One of the articles that popped up from an online search really caught my eye. A contributor to Skeptical Science, a site that debunks climate prediction errors (Wadhams has been cited twice before) made the point that, despite the fact that Wadhams was an "alarmist" whose claims needed to be tempered, he was nevertheless a "respected scientist," and that climate deniers were far more egregious in the damage they did. So, the writer argued, the site needed to work much more vigorously at countering their falsifications than scientists like Wadhams.

I still live far from where most of the climate disruption occurs, and it is hard to remember on a mild summer day in the southern mountains that we are encountering tipping points that make a mockery of humanity's slow awakening and politicians' gradualist approaches (I include the Green New Deal). Wadhams and folks like him remind us that the stakes are huge, and that time is of the essence.

One of Wadhams' claims is that the jet stream, driven by the polar vortex, will likely collapse within five years (a factor in his 2026 warning), bringing a wave of heat from the Equator to the North Pole. This would exacerbate the already rapid warming of the Arctic, now averaging more than 3C, versus 1C for the planet, and all the processes driven by that warming. (Last spring, there were spikes in spring temperature in Siberia 35C above average, with the average daily temps up to 20C higher than average for the Arctic overall.) One of the biggest concerns is the effect upon the mid-northern latitudes, humanity's breadbasket. Instead of the gradual shift northward of the grain belt predicted by the IPCC, such an event would effectively end grain production overnight, due to the huge, sudden increase in temperature.
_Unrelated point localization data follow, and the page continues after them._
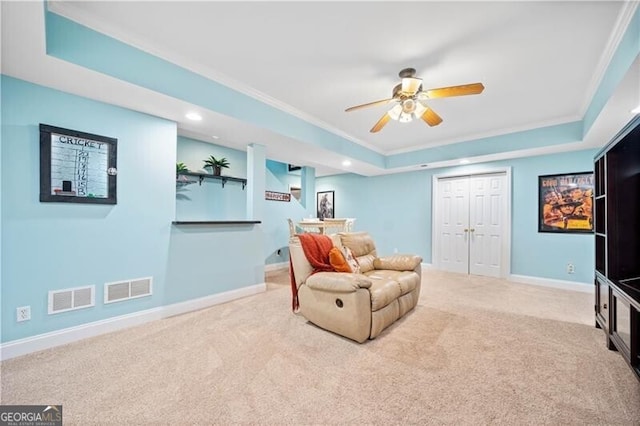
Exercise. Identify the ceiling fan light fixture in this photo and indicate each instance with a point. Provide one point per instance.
(405, 117)
(395, 112)
(408, 106)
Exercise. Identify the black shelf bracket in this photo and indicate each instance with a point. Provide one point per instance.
(222, 179)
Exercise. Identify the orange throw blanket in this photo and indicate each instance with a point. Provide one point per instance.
(316, 248)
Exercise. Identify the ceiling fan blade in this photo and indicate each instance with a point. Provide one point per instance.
(384, 101)
(381, 123)
(430, 117)
(462, 90)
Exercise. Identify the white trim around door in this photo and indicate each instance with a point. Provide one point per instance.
(505, 213)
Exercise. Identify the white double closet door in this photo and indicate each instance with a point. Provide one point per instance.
(471, 218)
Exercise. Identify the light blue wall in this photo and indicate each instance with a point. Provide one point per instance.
(210, 200)
(396, 209)
(48, 246)
(275, 226)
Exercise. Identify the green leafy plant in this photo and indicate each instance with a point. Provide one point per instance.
(216, 164)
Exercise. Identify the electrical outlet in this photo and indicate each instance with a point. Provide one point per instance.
(23, 313)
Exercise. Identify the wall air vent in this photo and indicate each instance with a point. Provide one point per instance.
(126, 290)
(70, 299)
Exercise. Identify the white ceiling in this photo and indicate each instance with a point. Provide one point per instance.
(540, 63)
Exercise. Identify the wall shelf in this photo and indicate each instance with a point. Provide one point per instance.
(215, 222)
(203, 176)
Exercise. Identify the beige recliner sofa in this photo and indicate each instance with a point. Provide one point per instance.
(357, 306)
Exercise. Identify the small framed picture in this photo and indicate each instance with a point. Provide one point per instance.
(325, 205)
(77, 167)
(565, 203)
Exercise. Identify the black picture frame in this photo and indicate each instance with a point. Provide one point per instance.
(325, 205)
(565, 203)
(77, 167)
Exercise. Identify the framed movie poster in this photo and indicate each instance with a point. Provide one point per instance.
(325, 205)
(77, 167)
(565, 203)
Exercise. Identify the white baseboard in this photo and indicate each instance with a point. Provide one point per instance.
(276, 266)
(52, 339)
(547, 282)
My searches to corroborate this position, however, have found nothing to support Wadhams' assertion. Climate modeling once predicted a tightening of the polar vortex, moving closer to the north pole. Then scientists started using a "gray radiation scheme," which omits the effects of water vapor and clouds, which reflect incoming radiation. This model predicted that the jet stream would shift towards the Equator, which is what we have observed in recent years, the telltale wobble that has led to extreme weather events, of both hot and cold. Last spring, Arctic temperatures were far warmer than in Europe, which has unusual cold temps and snowfall.
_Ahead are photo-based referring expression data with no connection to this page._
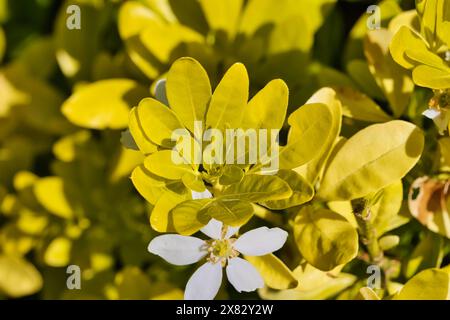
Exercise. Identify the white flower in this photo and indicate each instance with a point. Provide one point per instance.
(440, 117)
(221, 251)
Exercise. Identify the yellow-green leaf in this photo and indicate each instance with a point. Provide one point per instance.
(18, 277)
(427, 254)
(325, 239)
(430, 284)
(396, 85)
(58, 252)
(313, 170)
(229, 100)
(104, 104)
(190, 216)
(188, 91)
(162, 164)
(432, 77)
(267, 109)
(302, 191)
(372, 159)
(165, 41)
(310, 128)
(161, 218)
(155, 122)
(51, 195)
(231, 212)
(275, 273)
(358, 106)
(222, 15)
(152, 187)
(257, 188)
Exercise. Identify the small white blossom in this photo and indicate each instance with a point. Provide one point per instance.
(221, 251)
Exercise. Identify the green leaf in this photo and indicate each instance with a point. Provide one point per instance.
(358, 106)
(161, 217)
(372, 159)
(267, 109)
(190, 216)
(133, 19)
(229, 100)
(152, 187)
(313, 170)
(325, 239)
(154, 123)
(310, 128)
(51, 195)
(165, 41)
(193, 181)
(256, 188)
(103, 104)
(302, 191)
(432, 77)
(275, 273)
(18, 277)
(429, 253)
(137, 136)
(409, 50)
(58, 252)
(396, 85)
(431, 284)
(133, 284)
(231, 212)
(160, 163)
(360, 73)
(385, 213)
(367, 293)
(313, 284)
(231, 174)
(188, 91)
(222, 16)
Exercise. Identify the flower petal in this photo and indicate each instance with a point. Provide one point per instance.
(214, 230)
(178, 250)
(204, 283)
(231, 232)
(261, 241)
(243, 275)
(201, 195)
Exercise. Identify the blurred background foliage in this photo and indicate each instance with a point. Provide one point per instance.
(65, 193)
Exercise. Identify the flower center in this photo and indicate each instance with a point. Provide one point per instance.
(221, 250)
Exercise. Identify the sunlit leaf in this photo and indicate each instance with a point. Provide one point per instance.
(104, 104)
(372, 159)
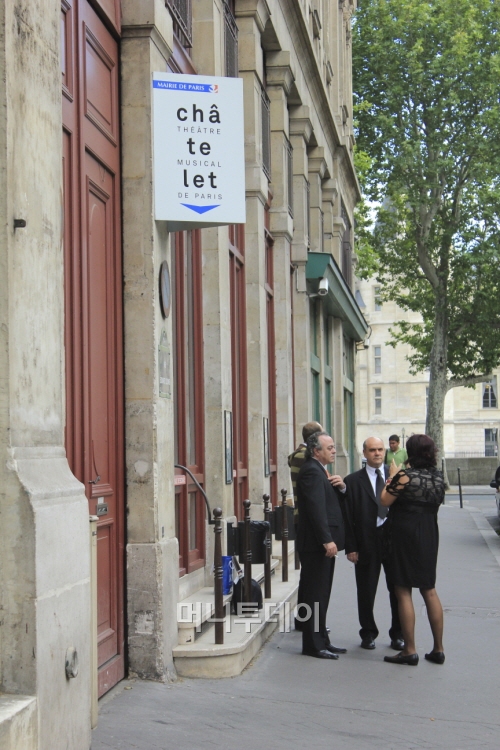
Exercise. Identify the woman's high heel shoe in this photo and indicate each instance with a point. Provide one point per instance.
(410, 659)
(435, 656)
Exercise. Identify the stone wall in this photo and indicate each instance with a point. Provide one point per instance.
(472, 470)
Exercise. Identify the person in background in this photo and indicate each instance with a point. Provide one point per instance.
(414, 495)
(297, 458)
(295, 462)
(395, 453)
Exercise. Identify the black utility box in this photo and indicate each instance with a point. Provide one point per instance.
(258, 535)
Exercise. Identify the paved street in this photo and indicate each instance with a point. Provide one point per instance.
(286, 700)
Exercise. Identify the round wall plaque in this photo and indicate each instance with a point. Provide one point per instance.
(165, 295)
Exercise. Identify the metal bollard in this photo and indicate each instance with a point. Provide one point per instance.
(284, 541)
(247, 593)
(94, 710)
(460, 488)
(442, 471)
(219, 600)
(267, 564)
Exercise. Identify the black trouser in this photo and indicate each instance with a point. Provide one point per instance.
(367, 577)
(316, 576)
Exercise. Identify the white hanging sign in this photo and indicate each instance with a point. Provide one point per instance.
(199, 159)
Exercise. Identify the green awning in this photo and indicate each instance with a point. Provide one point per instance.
(339, 301)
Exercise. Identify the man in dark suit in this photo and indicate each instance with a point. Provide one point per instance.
(365, 541)
(320, 535)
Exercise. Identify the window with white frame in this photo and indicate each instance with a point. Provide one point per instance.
(490, 442)
(490, 394)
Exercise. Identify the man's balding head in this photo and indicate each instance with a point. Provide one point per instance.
(373, 451)
(309, 429)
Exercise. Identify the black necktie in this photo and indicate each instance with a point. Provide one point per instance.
(379, 486)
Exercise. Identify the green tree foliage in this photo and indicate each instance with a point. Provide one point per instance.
(426, 81)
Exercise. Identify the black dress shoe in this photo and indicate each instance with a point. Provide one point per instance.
(335, 649)
(397, 644)
(368, 643)
(324, 654)
(435, 656)
(410, 659)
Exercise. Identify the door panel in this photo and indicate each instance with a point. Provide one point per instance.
(93, 282)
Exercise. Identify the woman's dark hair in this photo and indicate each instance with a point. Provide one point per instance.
(421, 451)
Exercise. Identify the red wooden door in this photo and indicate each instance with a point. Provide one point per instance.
(93, 309)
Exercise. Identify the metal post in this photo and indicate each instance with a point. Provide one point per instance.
(284, 538)
(247, 594)
(94, 711)
(442, 471)
(267, 564)
(460, 488)
(219, 600)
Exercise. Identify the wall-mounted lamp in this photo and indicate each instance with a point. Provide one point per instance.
(365, 344)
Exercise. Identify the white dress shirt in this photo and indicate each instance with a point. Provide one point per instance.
(372, 473)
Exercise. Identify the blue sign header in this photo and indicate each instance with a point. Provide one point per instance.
(202, 88)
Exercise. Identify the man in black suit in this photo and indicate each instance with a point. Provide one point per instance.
(320, 535)
(365, 541)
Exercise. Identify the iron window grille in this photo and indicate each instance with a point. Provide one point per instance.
(266, 132)
(346, 247)
(181, 13)
(230, 42)
(289, 166)
(490, 394)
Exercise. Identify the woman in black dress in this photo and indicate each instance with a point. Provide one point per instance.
(415, 495)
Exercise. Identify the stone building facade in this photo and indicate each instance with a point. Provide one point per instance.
(260, 336)
(391, 400)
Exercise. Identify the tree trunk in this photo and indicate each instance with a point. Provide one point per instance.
(438, 383)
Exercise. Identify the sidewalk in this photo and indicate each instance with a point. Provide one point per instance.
(285, 700)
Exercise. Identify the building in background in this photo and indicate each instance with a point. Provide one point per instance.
(106, 386)
(391, 400)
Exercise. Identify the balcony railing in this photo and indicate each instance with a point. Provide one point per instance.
(266, 132)
(289, 159)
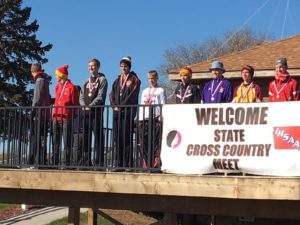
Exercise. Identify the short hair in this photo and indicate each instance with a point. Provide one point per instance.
(35, 67)
(95, 61)
(153, 73)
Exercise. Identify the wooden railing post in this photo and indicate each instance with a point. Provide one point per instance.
(92, 217)
(74, 216)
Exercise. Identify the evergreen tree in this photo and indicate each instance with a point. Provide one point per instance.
(19, 47)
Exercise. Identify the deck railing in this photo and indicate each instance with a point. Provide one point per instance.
(97, 138)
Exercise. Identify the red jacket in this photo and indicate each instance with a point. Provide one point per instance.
(66, 94)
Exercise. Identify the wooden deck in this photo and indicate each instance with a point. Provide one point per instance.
(259, 196)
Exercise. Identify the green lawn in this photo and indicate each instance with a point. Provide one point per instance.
(83, 220)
But the most recent research corroborates a shift of the jet stream northward (wobble continuing, because it continues to weaken), by employing a "simple four-factor long wave radiation scheme" that re-incorporates the effect of water vapor on the system. (Question: why in the world would scientists ever leave out such a huge factor???)
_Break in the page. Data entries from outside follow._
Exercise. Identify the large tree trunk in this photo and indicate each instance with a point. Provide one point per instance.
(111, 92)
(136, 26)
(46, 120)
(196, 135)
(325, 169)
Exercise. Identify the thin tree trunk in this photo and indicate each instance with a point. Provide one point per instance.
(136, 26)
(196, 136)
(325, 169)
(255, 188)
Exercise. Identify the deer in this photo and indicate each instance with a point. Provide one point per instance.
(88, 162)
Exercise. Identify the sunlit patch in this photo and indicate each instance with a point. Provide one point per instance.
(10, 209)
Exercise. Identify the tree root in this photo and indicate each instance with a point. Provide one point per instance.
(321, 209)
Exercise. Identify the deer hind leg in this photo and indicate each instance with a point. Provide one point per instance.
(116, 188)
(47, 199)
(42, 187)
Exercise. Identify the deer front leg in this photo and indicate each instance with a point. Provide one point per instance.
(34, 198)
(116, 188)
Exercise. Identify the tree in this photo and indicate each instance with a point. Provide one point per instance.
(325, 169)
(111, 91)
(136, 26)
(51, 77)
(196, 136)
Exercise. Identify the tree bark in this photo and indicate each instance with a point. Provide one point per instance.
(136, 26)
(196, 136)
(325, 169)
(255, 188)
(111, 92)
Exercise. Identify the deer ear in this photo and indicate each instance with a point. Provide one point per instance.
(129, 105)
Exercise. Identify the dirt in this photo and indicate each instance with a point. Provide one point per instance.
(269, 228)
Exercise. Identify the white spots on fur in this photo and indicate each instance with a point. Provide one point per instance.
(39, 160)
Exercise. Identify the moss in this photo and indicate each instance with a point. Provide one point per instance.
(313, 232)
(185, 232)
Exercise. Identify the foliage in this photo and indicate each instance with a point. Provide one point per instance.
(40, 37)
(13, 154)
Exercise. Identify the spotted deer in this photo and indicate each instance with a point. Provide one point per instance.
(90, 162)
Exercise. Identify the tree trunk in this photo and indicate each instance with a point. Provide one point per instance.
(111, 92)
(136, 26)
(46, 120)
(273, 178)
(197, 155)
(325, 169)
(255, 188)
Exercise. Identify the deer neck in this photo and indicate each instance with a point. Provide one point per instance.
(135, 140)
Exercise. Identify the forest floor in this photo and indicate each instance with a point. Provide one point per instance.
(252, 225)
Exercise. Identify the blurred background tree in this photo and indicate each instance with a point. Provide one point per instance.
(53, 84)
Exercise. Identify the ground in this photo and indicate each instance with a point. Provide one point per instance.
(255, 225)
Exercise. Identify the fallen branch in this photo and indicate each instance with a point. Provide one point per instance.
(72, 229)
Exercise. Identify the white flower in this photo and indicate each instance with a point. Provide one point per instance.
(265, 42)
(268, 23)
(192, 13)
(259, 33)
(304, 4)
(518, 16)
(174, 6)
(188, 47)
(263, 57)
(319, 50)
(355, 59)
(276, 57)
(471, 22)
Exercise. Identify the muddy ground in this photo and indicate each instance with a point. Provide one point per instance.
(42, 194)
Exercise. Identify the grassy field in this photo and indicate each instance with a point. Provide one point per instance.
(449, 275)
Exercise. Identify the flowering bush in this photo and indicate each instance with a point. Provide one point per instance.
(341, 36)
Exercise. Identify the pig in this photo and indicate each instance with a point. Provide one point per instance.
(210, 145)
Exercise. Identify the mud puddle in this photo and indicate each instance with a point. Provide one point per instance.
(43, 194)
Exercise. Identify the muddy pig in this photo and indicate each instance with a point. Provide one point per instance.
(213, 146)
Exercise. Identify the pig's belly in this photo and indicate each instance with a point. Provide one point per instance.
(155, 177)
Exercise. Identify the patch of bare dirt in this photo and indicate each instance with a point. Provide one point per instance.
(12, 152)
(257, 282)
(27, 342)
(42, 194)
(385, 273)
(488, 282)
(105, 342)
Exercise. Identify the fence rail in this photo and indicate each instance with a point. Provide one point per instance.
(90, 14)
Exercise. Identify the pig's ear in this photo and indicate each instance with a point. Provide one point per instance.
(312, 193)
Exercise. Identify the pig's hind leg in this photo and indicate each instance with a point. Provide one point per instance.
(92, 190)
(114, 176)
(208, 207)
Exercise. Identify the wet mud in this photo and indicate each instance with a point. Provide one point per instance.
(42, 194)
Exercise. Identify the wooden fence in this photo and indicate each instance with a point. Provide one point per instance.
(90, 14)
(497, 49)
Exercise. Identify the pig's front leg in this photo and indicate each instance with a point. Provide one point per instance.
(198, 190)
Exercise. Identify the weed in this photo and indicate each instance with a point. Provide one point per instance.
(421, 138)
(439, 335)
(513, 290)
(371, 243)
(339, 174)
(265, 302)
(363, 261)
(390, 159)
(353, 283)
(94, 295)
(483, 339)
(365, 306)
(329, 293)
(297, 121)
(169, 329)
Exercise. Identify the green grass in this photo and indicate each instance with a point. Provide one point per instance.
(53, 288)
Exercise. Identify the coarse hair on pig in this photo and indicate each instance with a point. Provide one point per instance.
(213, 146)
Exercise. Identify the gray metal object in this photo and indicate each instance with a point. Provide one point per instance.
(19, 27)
What I gather from a 48-hour review of a dizzying amount of information is that climate science is exceedingly complex, and that predictions like those from Wadhams are perilous. As for the effect to date on grain-growing, the net effect up to 2016 has been to increase corn yields in the American Midwest (as predicted in early studies of climate change), due to more rainfall. This spring, however, catastrophic flooding has prevented farmers from planting. Jet stream wobbles mean that the uncertainties associated with farming are amplified, but it is not leading clearly - at least not yet - to a breakdown of the polar vortex altogether.